Ogólnie jeśli chodzi o sam gatunek science fiction to zwykle staram się go unikać, gdyż rozczarowałam się na nim tak wiele razy, że spokojnie mogę uznać, że tego typu historie nie są dla mnie. Dla Wojny światów postanowiłam jednak zrobić wyjątek z jednego powodu: jest to klasyka nad klasykami. Ciekawa byłam, jak H.G. Wells wyobraził sobie najazd Marsjan na współczesny - dla niego wtedy - świat. Z drugiej strony pojawiły się obawy, że się zawiodę. Upadek z wysokiego konia boli najbardziej, a moje oczekiwania co do Wojny światów były naprawdę ogromne.

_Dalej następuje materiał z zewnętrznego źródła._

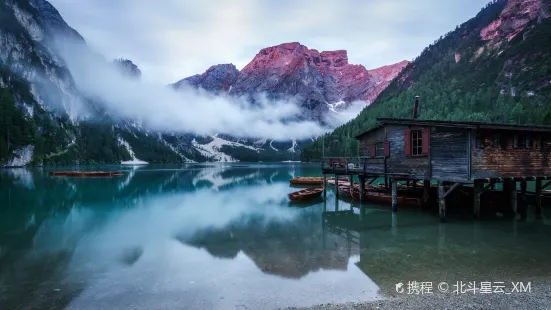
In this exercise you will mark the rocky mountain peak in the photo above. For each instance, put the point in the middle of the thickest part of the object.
(217, 78)
(127, 68)
(514, 18)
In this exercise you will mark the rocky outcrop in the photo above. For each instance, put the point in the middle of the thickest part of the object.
(216, 79)
(128, 68)
(293, 70)
(383, 76)
(514, 18)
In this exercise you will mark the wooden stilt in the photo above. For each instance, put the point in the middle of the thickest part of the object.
(426, 193)
(513, 197)
(538, 198)
(336, 186)
(362, 188)
(394, 195)
(324, 186)
(478, 189)
(441, 201)
(523, 201)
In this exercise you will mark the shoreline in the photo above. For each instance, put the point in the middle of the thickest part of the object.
(538, 298)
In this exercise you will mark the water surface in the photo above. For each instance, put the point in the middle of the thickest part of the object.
(224, 236)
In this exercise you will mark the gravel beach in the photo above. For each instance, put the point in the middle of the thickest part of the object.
(538, 298)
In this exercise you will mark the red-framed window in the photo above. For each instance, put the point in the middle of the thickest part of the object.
(379, 149)
(417, 142)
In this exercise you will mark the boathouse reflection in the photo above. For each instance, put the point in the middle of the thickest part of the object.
(414, 246)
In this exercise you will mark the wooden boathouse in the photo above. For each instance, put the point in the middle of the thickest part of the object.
(453, 154)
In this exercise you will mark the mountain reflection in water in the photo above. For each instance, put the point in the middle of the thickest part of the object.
(224, 236)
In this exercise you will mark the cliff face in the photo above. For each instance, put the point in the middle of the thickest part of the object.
(514, 18)
(216, 79)
(294, 70)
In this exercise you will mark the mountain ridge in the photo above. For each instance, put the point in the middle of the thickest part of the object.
(496, 67)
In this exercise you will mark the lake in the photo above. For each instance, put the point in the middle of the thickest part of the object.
(224, 236)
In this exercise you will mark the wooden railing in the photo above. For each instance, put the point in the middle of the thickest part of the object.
(343, 163)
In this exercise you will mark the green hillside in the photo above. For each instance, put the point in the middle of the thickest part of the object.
(495, 81)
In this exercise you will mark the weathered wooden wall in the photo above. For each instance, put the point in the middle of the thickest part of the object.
(496, 161)
(398, 162)
(449, 153)
(373, 165)
(370, 138)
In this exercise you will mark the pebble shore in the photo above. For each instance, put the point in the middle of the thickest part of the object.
(538, 298)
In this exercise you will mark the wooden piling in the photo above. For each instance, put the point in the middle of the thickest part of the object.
(512, 195)
(523, 200)
(441, 201)
(362, 189)
(478, 189)
(336, 186)
(394, 195)
(538, 198)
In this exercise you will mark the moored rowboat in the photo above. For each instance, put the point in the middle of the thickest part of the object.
(306, 194)
(383, 198)
(307, 180)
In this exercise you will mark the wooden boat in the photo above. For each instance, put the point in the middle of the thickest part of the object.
(86, 173)
(307, 181)
(306, 194)
(345, 190)
(384, 198)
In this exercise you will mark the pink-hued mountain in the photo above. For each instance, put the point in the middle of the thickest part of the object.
(292, 69)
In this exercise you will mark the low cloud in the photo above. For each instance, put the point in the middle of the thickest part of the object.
(161, 108)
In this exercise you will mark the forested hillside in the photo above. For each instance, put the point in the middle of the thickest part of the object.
(473, 73)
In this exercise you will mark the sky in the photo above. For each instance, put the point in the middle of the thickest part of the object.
(173, 39)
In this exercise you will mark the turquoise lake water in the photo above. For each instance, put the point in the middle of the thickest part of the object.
(224, 236)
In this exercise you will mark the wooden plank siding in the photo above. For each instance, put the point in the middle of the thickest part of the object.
(457, 152)
(373, 165)
(449, 153)
(504, 160)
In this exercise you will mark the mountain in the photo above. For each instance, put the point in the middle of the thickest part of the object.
(496, 67)
(46, 119)
(322, 84)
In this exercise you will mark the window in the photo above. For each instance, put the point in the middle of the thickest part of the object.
(519, 141)
(496, 141)
(528, 142)
(479, 141)
(379, 149)
(416, 142)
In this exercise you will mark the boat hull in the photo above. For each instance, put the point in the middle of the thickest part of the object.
(306, 194)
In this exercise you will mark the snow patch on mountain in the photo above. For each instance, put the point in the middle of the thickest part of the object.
(335, 107)
(170, 146)
(260, 143)
(272, 147)
(212, 149)
(23, 157)
(293, 148)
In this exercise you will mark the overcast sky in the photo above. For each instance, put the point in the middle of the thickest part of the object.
(173, 39)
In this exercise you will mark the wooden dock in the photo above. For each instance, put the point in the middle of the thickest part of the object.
(470, 155)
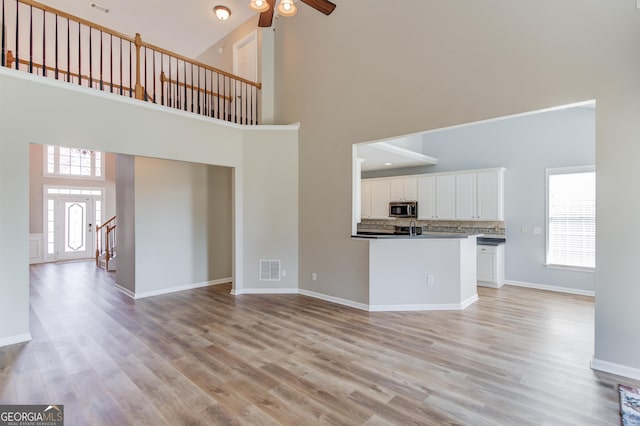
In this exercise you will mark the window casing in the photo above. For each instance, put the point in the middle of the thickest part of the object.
(571, 217)
(75, 163)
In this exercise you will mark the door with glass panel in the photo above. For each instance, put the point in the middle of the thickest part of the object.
(74, 223)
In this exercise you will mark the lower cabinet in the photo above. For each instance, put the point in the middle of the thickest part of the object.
(490, 263)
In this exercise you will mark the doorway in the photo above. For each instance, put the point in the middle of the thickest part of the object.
(71, 215)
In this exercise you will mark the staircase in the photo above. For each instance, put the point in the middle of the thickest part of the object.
(106, 245)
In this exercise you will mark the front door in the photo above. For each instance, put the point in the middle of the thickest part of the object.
(75, 223)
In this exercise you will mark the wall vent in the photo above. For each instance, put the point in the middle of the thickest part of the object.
(269, 270)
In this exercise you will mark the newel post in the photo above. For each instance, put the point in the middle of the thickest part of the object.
(10, 59)
(139, 90)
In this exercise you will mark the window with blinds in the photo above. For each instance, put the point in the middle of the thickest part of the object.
(571, 217)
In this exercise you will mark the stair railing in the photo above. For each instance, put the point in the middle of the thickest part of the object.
(46, 41)
(106, 241)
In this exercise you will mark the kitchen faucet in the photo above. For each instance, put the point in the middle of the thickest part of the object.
(412, 228)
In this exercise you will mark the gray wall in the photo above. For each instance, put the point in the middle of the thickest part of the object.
(126, 223)
(526, 146)
(431, 64)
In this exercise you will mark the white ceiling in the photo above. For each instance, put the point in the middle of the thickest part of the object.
(184, 27)
(386, 155)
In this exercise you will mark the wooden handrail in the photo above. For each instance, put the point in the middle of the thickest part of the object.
(164, 79)
(200, 64)
(77, 19)
(11, 59)
(98, 228)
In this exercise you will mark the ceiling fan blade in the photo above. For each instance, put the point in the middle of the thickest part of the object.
(266, 18)
(324, 6)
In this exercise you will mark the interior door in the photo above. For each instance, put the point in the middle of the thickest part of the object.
(75, 220)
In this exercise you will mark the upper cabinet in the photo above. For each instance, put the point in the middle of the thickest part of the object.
(404, 189)
(464, 195)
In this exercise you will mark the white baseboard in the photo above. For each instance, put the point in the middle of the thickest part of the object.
(169, 290)
(425, 307)
(551, 288)
(237, 292)
(13, 340)
(617, 369)
(332, 299)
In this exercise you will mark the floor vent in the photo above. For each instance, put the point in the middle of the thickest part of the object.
(269, 270)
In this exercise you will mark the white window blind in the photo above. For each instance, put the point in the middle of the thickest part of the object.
(571, 218)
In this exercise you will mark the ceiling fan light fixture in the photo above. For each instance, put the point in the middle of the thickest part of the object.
(222, 12)
(287, 8)
(259, 5)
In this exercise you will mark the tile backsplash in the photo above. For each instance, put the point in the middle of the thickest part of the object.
(491, 228)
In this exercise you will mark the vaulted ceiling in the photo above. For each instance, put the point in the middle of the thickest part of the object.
(185, 27)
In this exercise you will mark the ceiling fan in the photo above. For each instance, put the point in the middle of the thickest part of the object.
(266, 17)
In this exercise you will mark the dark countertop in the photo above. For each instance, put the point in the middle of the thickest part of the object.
(424, 236)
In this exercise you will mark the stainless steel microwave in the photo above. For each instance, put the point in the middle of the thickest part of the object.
(403, 209)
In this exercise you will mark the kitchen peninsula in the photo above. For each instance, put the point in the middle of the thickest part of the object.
(432, 271)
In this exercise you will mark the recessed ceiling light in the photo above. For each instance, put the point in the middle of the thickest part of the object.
(99, 7)
(222, 12)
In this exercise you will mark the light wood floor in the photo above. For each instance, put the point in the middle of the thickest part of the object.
(516, 357)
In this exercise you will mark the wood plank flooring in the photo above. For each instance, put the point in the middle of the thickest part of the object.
(516, 357)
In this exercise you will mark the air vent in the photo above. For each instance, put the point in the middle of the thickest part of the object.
(269, 270)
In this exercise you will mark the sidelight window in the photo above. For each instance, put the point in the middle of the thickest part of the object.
(571, 217)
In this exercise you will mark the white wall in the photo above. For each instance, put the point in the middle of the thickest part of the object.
(433, 64)
(526, 146)
(70, 115)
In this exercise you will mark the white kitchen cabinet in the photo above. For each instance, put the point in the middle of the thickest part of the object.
(380, 198)
(479, 195)
(426, 197)
(365, 199)
(445, 196)
(404, 189)
(490, 266)
(436, 197)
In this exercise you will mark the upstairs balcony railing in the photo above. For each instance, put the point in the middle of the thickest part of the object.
(51, 43)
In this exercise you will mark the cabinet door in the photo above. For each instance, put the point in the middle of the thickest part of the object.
(380, 197)
(426, 197)
(410, 188)
(365, 198)
(486, 265)
(466, 196)
(490, 195)
(397, 189)
(445, 197)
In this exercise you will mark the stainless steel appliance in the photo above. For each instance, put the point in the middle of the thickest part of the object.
(403, 209)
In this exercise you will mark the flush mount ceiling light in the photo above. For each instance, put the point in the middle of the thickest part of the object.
(287, 8)
(259, 5)
(222, 12)
(99, 7)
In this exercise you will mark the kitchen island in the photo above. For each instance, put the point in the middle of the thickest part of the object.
(432, 271)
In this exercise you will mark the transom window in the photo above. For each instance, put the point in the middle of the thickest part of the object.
(74, 162)
(571, 217)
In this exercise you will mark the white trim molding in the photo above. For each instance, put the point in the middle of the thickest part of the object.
(264, 291)
(14, 340)
(169, 290)
(333, 299)
(551, 288)
(36, 250)
(617, 369)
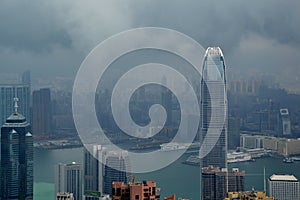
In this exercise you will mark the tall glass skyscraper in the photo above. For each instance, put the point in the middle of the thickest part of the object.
(68, 178)
(213, 112)
(16, 158)
(213, 84)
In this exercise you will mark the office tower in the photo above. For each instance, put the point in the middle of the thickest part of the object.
(145, 190)
(214, 77)
(16, 158)
(7, 94)
(252, 195)
(68, 178)
(116, 169)
(217, 182)
(26, 78)
(41, 112)
(64, 196)
(93, 172)
(284, 122)
(233, 132)
(283, 187)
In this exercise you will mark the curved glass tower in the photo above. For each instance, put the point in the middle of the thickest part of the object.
(213, 113)
(214, 78)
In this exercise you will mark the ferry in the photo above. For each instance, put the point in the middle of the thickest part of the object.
(238, 157)
(174, 146)
(288, 160)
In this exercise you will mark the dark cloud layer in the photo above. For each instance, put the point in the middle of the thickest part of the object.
(55, 36)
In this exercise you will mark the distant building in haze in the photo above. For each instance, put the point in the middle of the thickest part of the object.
(16, 180)
(64, 196)
(41, 112)
(217, 182)
(252, 195)
(68, 178)
(284, 122)
(93, 172)
(135, 190)
(233, 132)
(283, 187)
(214, 76)
(101, 168)
(116, 169)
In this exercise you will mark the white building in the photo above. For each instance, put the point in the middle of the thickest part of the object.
(68, 178)
(284, 187)
(64, 196)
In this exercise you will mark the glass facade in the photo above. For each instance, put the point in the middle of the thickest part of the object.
(16, 159)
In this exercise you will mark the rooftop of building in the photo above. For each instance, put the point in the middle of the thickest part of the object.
(213, 51)
(285, 177)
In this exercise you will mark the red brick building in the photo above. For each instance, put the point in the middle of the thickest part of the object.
(145, 190)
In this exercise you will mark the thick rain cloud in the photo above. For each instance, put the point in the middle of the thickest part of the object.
(53, 37)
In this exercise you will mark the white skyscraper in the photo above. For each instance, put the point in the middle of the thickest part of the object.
(68, 178)
(101, 167)
(93, 172)
(116, 169)
(284, 187)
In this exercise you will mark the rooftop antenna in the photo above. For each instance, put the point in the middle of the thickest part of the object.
(265, 179)
(16, 105)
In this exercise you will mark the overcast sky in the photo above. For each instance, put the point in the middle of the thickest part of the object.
(51, 38)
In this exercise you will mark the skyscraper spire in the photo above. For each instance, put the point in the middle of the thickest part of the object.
(16, 105)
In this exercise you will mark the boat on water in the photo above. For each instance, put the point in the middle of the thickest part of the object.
(238, 157)
(192, 160)
(174, 146)
(295, 158)
(288, 160)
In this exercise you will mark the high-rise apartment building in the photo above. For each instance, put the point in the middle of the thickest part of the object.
(64, 196)
(16, 158)
(68, 178)
(41, 112)
(101, 168)
(284, 187)
(93, 172)
(116, 169)
(284, 122)
(145, 190)
(217, 182)
(251, 195)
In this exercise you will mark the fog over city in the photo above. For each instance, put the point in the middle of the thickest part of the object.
(51, 38)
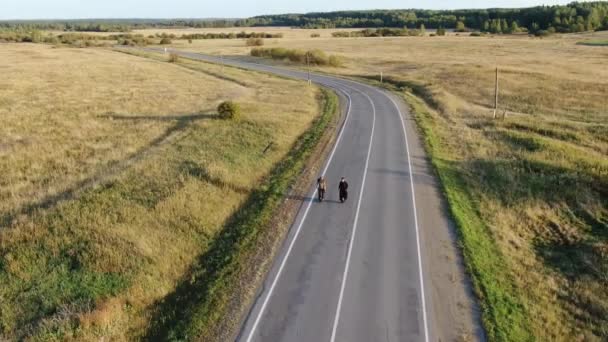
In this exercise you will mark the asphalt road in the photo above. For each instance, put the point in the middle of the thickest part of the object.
(352, 271)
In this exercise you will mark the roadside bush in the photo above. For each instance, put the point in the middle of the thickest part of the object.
(229, 110)
(542, 33)
(315, 57)
(254, 41)
(173, 58)
(336, 61)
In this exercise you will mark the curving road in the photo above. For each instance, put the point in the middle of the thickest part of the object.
(357, 271)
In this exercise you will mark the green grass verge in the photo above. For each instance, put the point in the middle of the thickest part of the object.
(503, 312)
(504, 315)
(202, 300)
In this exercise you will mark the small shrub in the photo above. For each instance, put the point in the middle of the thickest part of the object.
(173, 58)
(229, 110)
(254, 41)
(336, 61)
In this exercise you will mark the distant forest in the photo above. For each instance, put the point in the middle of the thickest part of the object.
(574, 17)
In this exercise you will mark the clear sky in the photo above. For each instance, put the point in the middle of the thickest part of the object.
(64, 9)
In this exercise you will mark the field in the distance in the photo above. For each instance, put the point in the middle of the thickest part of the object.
(116, 176)
(538, 180)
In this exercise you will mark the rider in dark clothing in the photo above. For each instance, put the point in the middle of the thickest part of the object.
(343, 187)
(321, 187)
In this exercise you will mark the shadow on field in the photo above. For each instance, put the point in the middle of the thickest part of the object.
(193, 296)
(113, 169)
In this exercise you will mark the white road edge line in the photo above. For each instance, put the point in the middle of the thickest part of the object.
(299, 228)
(407, 148)
(352, 238)
(409, 162)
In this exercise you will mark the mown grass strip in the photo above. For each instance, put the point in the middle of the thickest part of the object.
(202, 300)
(504, 315)
(593, 43)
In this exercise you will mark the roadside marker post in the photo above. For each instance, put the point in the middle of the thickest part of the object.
(496, 93)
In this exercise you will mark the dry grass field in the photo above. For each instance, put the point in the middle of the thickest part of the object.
(117, 175)
(537, 180)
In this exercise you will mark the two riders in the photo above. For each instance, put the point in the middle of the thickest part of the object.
(322, 188)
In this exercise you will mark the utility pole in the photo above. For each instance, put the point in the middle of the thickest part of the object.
(308, 67)
(496, 93)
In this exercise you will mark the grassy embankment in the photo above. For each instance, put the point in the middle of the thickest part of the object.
(529, 192)
(541, 179)
(117, 178)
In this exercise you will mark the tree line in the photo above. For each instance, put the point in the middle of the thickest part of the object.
(574, 17)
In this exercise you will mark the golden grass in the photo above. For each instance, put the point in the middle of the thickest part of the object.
(538, 178)
(135, 177)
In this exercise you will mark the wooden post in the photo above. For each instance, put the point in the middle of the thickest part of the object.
(308, 67)
(496, 94)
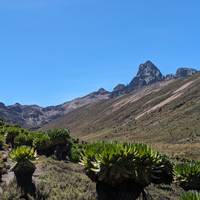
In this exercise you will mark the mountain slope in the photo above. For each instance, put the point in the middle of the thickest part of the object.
(167, 111)
(33, 116)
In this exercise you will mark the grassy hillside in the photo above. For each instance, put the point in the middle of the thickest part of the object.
(164, 114)
(57, 180)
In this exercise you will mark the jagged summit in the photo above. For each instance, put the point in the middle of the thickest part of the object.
(33, 116)
(185, 71)
(147, 74)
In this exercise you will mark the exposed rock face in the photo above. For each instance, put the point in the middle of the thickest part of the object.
(169, 76)
(118, 90)
(184, 72)
(33, 116)
(147, 74)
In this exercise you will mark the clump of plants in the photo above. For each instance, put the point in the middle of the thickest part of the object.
(1, 141)
(123, 171)
(24, 168)
(188, 175)
(190, 196)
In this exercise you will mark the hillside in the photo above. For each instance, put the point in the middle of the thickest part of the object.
(34, 116)
(165, 112)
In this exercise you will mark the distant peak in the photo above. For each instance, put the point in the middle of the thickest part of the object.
(102, 91)
(183, 72)
(147, 74)
(148, 65)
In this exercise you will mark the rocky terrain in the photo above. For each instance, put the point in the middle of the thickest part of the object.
(34, 116)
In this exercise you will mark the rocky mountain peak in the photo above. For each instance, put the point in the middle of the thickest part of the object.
(119, 87)
(185, 71)
(102, 91)
(147, 74)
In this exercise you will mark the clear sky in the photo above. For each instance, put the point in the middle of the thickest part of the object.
(54, 50)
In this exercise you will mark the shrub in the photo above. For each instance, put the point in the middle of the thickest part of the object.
(75, 153)
(190, 196)
(24, 168)
(11, 133)
(59, 136)
(41, 142)
(1, 141)
(119, 169)
(188, 175)
(23, 139)
(22, 153)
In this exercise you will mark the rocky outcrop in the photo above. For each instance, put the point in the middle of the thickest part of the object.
(184, 72)
(169, 76)
(118, 90)
(147, 74)
(33, 116)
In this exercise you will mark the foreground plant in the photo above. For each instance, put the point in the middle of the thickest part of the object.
(188, 175)
(122, 171)
(190, 196)
(23, 168)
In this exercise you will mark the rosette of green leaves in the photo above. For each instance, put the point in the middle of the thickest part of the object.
(190, 196)
(114, 163)
(187, 175)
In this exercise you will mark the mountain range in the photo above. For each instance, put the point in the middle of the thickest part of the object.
(94, 111)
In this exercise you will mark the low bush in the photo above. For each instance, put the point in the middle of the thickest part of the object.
(187, 175)
(125, 169)
(190, 196)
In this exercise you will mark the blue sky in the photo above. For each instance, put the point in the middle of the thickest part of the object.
(52, 51)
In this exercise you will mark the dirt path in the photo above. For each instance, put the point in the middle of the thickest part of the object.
(177, 93)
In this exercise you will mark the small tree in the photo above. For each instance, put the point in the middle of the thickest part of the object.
(190, 196)
(24, 168)
(122, 171)
(187, 175)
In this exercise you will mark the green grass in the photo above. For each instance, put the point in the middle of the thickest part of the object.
(57, 180)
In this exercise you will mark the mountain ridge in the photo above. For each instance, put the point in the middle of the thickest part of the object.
(34, 116)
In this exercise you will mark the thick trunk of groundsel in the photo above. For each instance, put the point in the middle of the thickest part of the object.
(23, 172)
(124, 191)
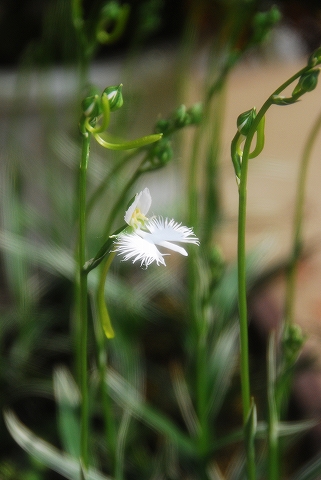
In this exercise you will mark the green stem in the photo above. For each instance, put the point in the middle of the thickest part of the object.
(83, 302)
(273, 441)
(241, 254)
(297, 223)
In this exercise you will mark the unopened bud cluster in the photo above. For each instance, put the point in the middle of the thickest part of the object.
(245, 120)
(92, 104)
(307, 83)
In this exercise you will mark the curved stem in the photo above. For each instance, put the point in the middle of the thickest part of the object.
(241, 260)
(83, 302)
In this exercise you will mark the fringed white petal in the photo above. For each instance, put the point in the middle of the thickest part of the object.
(142, 201)
(134, 247)
(140, 245)
(169, 231)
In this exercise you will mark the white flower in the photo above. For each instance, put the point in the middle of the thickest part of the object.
(135, 215)
(140, 243)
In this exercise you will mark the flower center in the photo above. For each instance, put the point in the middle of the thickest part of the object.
(138, 219)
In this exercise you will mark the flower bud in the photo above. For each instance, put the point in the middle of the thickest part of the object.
(245, 120)
(196, 113)
(315, 58)
(115, 97)
(162, 126)
(283, 101)
(180, 117)
(307, 82)
(91, 106)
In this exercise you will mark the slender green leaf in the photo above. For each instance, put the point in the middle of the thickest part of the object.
(129, 398)
(45, 453)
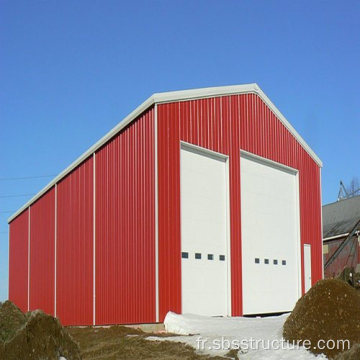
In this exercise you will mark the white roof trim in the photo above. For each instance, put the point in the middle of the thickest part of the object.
(165, 97)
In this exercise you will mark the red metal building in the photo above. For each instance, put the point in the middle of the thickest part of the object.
(204, 201)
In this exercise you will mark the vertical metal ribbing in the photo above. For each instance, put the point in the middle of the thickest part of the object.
(55, 246)
(156, 219)
(94, 239)
(29, 239)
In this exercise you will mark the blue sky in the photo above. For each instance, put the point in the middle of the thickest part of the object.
(71, 70)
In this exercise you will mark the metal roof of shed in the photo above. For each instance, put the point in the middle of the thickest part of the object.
(340, 217)
(174, 96)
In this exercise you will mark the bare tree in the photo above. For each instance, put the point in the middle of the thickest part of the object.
(354, 188)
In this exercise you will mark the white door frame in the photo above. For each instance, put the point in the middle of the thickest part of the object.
(216, 155)
(307, 246)
(268, 162)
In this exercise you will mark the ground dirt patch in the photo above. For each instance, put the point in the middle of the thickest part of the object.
(330, 310)
(120, 342)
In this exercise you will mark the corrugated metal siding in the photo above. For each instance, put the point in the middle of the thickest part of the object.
(42, 236)
(125, 226)
(226, 124)
(18, 261)
(74, 249)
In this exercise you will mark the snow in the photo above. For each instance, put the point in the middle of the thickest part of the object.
(258, 338)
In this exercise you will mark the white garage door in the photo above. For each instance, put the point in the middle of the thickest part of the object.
(270, 236)
(204, 244)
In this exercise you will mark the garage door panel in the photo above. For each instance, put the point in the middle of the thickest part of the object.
(270, 234)
(204, 232)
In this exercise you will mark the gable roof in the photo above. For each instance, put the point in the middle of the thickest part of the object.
(173, 96)
(340, 217)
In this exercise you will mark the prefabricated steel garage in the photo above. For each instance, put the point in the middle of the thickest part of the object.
(204, 201)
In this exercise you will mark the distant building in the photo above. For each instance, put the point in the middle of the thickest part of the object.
(341, 235)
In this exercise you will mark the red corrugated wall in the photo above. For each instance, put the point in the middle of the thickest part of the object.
(125, 226)
(18, 260)
(227, 124)
(74, 250)
(42, 236)
(348, 257)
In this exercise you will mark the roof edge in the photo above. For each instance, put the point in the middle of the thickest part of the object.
(158, 98)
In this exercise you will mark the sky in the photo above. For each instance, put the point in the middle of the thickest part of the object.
(72, 70)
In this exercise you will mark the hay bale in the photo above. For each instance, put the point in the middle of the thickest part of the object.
(11, 319)
(42, 337)
(330, 310)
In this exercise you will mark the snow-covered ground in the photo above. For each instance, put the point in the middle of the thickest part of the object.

Pewnej nocy na powierzchni Marsa zauważono dziwne aktywności, które uznano za eksplozje gazów. Pewien pisarz i filozof przyglądając się temu nie spodziewał się, że jest świadkiem posyłania na jego ojczystą planetę cylindrów, które zawierają w sobie marsjański gatunek, który - jak wszyscy się spodziewają - nie przypomina za bardzo ludzi, jest bardzo zaawansowany technologicznie i wcale nie przybywa w pokoju. Nagle okazuje się, że Ziemia nie jest jedyną zamieszkaną planetą we Wszechświecie, a rasa ludzka nie jest nieśmiertelna...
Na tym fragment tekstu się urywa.